In light of the recent Bitcoin Cash block time swings, it seems good to review the performance of inflation control on Bitcoin Cash. The figure below displays bitcoin’s block height error over time, with respect to what the block height is supposed to be, assuming 144 blocks per day. More blocks than scheduled means more inflation than scheduled. A horizontal line means 10-minute blocks on average, as intended. An upward-sloping line means blocks are faster, whereas a downward-sloping line means blocks are slower.
The current Bitcoin Cash Difficulty Adjustment Algorithm (DAA) is controlling inflation just fine.
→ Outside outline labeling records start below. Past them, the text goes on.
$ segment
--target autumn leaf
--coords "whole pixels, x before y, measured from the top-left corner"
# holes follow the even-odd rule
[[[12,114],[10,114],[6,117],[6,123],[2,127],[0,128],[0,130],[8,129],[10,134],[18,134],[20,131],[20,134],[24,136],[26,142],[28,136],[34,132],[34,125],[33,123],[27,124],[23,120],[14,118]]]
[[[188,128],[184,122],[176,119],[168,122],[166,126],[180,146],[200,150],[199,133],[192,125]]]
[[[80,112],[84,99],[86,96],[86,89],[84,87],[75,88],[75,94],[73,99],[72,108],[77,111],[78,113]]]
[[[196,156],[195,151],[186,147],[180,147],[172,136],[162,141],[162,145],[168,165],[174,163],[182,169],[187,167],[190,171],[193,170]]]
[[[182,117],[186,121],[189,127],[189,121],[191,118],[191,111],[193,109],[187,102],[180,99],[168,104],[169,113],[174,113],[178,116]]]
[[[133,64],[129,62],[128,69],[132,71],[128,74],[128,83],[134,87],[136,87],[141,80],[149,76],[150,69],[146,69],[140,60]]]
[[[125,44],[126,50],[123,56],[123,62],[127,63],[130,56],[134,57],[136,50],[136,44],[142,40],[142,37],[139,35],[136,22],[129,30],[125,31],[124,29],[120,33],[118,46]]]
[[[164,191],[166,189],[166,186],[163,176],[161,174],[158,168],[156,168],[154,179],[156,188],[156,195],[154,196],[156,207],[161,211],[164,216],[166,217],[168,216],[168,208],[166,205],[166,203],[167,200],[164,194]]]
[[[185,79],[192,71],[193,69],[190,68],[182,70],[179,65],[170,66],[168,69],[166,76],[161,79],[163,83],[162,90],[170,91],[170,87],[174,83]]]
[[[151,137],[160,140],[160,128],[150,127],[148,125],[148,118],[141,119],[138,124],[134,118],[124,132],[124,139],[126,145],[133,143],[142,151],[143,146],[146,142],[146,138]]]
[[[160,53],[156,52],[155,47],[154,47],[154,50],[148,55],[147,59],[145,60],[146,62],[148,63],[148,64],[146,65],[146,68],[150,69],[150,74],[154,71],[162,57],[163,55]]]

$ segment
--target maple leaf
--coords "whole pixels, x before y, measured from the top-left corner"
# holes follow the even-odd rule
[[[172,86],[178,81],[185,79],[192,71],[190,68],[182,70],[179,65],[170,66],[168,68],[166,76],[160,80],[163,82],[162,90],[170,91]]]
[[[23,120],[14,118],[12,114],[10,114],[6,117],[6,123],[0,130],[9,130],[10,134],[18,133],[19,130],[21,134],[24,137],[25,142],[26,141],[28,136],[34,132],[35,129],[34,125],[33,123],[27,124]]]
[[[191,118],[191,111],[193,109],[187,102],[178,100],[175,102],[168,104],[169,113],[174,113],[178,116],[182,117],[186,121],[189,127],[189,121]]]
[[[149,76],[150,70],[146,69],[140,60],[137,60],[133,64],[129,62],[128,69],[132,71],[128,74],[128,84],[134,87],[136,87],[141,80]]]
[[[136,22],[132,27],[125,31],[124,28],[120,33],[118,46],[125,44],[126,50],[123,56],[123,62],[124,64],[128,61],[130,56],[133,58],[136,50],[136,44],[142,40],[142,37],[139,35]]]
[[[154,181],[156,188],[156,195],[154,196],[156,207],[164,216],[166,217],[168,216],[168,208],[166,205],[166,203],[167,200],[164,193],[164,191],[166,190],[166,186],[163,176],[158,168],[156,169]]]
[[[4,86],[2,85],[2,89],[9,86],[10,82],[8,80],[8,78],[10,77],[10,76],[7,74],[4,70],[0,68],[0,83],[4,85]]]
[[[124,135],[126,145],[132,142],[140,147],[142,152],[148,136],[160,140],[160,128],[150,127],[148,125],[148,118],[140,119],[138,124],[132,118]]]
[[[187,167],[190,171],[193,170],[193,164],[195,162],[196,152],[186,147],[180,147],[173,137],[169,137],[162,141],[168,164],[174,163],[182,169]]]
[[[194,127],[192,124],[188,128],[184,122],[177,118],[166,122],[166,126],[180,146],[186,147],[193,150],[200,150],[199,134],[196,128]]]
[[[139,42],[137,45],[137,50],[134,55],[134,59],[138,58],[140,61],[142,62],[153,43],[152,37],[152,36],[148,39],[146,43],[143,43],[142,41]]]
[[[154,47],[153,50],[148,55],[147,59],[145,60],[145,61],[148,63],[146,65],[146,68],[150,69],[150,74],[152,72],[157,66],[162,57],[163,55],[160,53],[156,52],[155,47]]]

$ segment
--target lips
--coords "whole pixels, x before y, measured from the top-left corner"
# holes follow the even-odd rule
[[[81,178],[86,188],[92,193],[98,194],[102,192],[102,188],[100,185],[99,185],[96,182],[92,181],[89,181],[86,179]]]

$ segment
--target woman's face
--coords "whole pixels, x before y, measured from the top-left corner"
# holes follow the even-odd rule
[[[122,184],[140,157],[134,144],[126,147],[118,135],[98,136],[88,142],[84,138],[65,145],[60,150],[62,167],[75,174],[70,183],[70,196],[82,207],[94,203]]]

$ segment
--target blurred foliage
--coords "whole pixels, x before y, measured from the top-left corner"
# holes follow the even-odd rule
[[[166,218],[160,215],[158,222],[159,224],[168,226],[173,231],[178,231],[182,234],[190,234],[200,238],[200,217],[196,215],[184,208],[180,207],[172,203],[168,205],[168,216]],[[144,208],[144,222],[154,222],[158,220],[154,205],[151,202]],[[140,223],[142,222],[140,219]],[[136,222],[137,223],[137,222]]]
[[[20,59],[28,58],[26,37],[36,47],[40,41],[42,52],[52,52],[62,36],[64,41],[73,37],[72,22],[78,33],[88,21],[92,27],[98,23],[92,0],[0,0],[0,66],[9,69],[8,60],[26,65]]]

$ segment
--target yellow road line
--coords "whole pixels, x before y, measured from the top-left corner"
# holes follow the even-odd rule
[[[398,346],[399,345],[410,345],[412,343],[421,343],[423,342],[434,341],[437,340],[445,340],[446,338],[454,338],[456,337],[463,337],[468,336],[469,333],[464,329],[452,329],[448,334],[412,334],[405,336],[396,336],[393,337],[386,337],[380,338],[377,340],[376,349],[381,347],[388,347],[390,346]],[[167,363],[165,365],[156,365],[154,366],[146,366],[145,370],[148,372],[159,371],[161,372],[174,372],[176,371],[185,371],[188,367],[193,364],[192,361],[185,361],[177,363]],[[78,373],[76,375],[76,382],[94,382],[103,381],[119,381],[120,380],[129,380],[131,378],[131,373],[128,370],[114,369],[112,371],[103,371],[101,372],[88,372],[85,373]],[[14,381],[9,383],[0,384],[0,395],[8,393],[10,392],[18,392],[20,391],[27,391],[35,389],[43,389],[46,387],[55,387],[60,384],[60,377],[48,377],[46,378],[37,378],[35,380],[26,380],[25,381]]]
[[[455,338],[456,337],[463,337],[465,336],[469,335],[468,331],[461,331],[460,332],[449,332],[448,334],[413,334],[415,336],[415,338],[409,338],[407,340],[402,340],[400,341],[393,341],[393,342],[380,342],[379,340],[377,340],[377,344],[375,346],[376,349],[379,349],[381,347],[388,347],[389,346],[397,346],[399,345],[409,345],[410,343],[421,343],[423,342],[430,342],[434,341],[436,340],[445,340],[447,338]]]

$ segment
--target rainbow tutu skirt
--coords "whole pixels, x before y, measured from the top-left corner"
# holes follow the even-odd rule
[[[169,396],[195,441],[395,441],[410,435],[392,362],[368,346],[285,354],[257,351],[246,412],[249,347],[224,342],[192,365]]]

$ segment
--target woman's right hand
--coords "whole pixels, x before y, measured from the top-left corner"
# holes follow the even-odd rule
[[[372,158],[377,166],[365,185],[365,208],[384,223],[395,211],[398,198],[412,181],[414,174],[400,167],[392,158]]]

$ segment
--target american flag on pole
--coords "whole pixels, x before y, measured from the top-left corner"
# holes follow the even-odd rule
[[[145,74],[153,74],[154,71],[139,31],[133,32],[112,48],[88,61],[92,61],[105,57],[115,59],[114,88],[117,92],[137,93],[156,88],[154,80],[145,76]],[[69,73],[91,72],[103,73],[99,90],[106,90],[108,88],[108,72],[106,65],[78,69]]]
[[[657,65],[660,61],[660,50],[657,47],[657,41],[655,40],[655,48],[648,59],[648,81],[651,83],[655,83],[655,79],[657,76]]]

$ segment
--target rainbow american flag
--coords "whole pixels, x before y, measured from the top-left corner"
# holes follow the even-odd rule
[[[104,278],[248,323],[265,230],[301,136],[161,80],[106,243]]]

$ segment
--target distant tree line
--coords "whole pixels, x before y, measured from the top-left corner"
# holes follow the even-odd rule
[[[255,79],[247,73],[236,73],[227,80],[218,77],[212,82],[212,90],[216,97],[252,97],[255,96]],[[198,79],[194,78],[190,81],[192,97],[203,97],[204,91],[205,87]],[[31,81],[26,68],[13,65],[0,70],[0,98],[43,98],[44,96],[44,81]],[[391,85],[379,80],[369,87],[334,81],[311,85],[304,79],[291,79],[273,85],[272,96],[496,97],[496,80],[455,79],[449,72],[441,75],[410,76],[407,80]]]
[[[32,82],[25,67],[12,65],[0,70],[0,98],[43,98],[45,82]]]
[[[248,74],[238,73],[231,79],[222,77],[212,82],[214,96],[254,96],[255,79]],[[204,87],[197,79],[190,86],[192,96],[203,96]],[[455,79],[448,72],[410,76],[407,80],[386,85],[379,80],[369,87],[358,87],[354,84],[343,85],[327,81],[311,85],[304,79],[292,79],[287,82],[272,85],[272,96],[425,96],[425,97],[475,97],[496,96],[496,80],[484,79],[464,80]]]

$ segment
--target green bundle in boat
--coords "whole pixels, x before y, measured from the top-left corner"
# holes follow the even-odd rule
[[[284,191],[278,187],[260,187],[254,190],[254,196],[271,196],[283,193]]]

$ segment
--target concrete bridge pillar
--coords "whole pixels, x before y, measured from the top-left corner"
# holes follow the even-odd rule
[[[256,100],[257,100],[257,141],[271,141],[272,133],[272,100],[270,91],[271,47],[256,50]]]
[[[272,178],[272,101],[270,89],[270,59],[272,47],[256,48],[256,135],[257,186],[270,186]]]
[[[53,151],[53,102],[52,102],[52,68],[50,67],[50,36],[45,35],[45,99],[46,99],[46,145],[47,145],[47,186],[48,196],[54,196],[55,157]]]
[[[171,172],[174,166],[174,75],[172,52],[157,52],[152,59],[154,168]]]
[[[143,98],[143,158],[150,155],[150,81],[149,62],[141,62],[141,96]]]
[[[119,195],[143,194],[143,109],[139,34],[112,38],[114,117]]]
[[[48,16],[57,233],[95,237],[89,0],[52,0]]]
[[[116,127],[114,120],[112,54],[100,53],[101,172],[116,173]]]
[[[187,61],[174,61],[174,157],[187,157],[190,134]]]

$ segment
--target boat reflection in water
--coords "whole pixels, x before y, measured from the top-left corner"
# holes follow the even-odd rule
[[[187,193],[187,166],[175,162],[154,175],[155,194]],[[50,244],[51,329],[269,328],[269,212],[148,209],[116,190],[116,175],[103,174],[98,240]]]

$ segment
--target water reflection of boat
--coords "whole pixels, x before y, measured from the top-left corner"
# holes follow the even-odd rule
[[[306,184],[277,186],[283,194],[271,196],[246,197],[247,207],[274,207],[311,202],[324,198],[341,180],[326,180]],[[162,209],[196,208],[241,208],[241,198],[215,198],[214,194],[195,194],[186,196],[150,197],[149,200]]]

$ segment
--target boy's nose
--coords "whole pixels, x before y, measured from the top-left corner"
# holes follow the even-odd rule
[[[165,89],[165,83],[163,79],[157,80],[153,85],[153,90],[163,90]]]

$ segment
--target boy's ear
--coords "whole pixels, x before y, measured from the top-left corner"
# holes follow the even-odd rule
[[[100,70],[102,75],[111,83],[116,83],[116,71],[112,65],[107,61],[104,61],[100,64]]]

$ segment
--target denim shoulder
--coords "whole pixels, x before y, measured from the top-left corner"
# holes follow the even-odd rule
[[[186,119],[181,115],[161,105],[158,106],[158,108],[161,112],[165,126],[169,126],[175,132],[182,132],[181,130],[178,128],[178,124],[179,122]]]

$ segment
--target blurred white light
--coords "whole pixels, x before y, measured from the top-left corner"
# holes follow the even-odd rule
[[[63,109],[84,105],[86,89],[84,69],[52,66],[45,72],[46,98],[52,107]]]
Bitcoin (BTC) has always suffered from mediocre inflation control, currently being some 32 weeks ahead of bitcoin’s original inflation schedule. This became much worse after the creation of Bitcoin Cash, but since the DAA replacement in November 2017 Bitcoin Cash’s inflation control has been excellent. Bitcoin Cash constantly stays about 263 days ahead of schedule, while Bitcoin (BTC)’s deviation from the schedule still varies unpredictably subject to hashrate changes. (Which indeed caused me to mispredict the order of halvings in a previous iteration of this analysis.)
The last few days are no exception. Despite considerable swings in block speed, Bitcoin Cash accurately maintains an average of six blocks per hour - a horizontal line in the figure. Any intentional induction of block difficulty swings is thus a zero-sum game. If anything, it’s more likely to be a negative-sum game than a positive-sum game, considering that the large hashrate changes during the Bitcoin SV “hash war” pushed the block height errors of both chains a bit down, reducing inflation.
In conclusion, the block time swings on Bitcoin Cash are no reason to worry about inflation. There may be concerns about degraded user experience and miners gaming each other, but unlike other parts of bitcoin’s history, there is no indication of miners gaming the house.